Nothing to see here. Just keep flying them in, our FREE tax-payer funded Healthcare system will take care of them…at least the ones who are willing to submit to the rigorous treatments required to cure the dangerous disease…

TB is an airborne infectious disease caused by bacteria that spreads through the air, person to person, when someone coughs or sneezes. One in three people worldwide have latent TB, according to the World Health Organization. In the United States, up to 13 million people have been exposed to TB and could develop the disease.

Every year, tuberculosis claims 1.5 million lives worldwide and 500 to 600 in this country.

“Tuberculosis (TB) has surpassed HIV as the leading cause of death from infectious disease worldwide,” the Minnesota Department of Health reports.

One of every five refugees resettled in Minnesota by the federal government tested positive for latent tuberculosis in 2014, according to the state’s Department of Health.
Only 4 percent of the general population in the United States tested positive for latent tuberculosis in the most recent report provided by the Centers for Disease Control.

The April 2016 edition of the Refugee Health Quarterly, published by the Minnesota Department of Health reports that:

Minnesota had 150 cases of TB in 2015, compared to 147 cases in 2014 (a 2 percent increase). The most common risk factor for TB cases in Minnesota is being from a country where TB is common.

TB screening is offered to all refugees during the domestic refugee health exam.

In 2014, 22 percent of refugees screened tested positive for LTBI (latent tuberculosis infection).

26 percent of all foreign born cases of tuberculosis in Minnesota were from people born in Somalia. Somalians almost exclusively enter the state through the refugee resettlement program.

More than 70,000 refugees have been resettled in the United States annually for the past three decades by the federal government. It’s not just tuberculosis being brought in by these resettled refugees. Measles, whooping cough, diptheria, and other diseases that were on their way to eradication are also coming in across the borders of the United States.
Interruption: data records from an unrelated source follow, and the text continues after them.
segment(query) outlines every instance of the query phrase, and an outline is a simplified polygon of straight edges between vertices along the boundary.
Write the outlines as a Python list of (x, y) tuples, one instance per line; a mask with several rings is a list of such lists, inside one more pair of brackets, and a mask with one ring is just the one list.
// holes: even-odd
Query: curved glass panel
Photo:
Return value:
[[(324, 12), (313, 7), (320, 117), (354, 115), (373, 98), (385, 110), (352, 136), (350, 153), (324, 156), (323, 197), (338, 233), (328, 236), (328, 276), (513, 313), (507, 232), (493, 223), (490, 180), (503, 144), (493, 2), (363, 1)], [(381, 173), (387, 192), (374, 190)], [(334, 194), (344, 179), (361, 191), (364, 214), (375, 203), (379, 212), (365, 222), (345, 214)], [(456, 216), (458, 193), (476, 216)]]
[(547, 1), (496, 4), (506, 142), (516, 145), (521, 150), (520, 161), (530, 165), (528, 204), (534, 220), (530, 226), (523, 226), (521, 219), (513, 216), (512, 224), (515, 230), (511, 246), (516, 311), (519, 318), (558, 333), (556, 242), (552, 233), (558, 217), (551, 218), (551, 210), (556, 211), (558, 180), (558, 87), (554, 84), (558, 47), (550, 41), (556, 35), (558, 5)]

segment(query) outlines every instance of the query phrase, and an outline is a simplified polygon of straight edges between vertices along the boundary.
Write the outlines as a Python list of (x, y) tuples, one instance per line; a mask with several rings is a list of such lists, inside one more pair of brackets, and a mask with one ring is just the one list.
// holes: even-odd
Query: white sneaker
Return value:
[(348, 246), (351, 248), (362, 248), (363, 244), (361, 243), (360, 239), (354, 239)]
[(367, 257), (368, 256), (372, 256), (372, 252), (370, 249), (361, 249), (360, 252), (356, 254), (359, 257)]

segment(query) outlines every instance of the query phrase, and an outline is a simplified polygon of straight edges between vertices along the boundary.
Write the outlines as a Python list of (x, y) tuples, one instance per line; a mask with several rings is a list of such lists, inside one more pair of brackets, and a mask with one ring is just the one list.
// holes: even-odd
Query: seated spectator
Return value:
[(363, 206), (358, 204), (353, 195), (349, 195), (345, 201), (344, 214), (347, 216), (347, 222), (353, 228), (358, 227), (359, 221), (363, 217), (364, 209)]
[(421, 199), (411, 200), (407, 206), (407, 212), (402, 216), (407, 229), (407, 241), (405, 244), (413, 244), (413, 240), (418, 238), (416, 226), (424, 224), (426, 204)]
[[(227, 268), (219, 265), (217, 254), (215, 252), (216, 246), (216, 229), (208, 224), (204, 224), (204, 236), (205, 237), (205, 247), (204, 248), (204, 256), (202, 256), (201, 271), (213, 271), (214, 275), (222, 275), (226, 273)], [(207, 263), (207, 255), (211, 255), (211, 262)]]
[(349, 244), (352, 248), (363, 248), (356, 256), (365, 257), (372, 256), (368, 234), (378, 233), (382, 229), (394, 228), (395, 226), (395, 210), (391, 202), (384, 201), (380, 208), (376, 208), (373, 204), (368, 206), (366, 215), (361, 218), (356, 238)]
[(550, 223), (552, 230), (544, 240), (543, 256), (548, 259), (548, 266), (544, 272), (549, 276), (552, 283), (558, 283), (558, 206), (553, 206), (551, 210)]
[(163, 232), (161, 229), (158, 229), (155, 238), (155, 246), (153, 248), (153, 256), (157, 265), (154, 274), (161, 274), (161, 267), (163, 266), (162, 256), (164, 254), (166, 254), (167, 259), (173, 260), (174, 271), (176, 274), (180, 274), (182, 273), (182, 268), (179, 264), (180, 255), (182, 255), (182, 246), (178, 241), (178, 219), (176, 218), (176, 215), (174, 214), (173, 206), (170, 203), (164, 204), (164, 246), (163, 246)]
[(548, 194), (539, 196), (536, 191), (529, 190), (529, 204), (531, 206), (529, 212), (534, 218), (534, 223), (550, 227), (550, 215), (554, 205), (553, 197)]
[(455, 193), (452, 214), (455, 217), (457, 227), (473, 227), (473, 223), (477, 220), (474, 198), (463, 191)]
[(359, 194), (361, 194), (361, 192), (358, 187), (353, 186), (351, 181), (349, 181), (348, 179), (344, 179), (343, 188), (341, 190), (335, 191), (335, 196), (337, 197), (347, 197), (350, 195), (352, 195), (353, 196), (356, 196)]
A recent outbreak of measles in Memphis, Tennessee, a center for refugee resettlement, began at a local mosque, as Breitbart News reported previously.

The alarming public health report from Minnesota comes on the heels of news from the Centers for Disease Control that in 2015, the incidence of tuberculosis in the United States increased.

“Data from 2015 show that the number of TB cases has increased (by 1.7 percent) nationally [in the United States] for the first time in 23 years, with a total of 9,563 TB cases reported,” the Minnesota Department of Health reports.

As the Star Tribune, Minnesota’s largest daily newspaper, reports:

The CDC is still trying to determine the reason for the uptick.

The goal set by the CDC, in 1989, of eliminating TB by 2010 — defined as less than one case in a million people — remains elusive. Even if the trend of declining cases had continued, the United States would not have eliminated TB by the end of this century, the CDC said.

Ishaq has been taking medication for his TB for 5 months now.
Ishaq Mohamed lives in Somalia and  has been taking medication for his TB for 5 months now.

“We are not yet certain why TB incidence has leveled off, but we do know it indicates the need for a new, expanded approach to TB elimination,” said Dr. Philip LoBue, director of the CDC’s Division of Tuberculosis Elimination, in an email.

A dual approach is needed: continue to find and treat cases of disease and evaluate their contacts, as well as identify and evaluate other high-risk persons for latent TB infection, he said.

There may be a positive correlation between the increase in the number of refugees resettled in the United States during this period and the sudden increase in the incidence of tuberculosis, a disease that many thought was on the path to eradication in the United States.

As the Centers for Disease Control report:

In 2014, a total of 66% of reported TB cases in the United States occurred among foreign-born persons. The case rate among foreign-born persons (15.4 cases per 100,000 persons) in 2014 was approximately 13 times higher than among U.S.-born persons (1.2 cases per 100,000 persons).

“Today four states – California, New York, Texas and Florida – have more than half the nation’s active TB cases, though they have only a third of the country’s population. The four states have the highest numbers of foreign-born residents,” according to the Star Tribune.

A person with latent tuberculosis is not infectious and does not have symptoms of the disease. A person with active tuberculosis is infectious and has symptoms of the disease.

Ten percent of those with latent tuberculosis develop active tuberculosis if not treated, according to the World Health Organization.

As the Star Tribune reports:

 

Tuberculosis is airborne and can be spread when a person active tuberculosis coughs, sneezes, or otherwise transmits the infection to a previously uninfected individual.

Treatment for tuberculosis is long and expensive. If caught early, it typically takes about nine months for a person with active tuberculosis to improve to latent tuberculosis. Not everyone diagnosed with active tuberculosis, however, improves. Mortality rates for those with active tuberculosis are much higher than health professionals would like, even in the United States.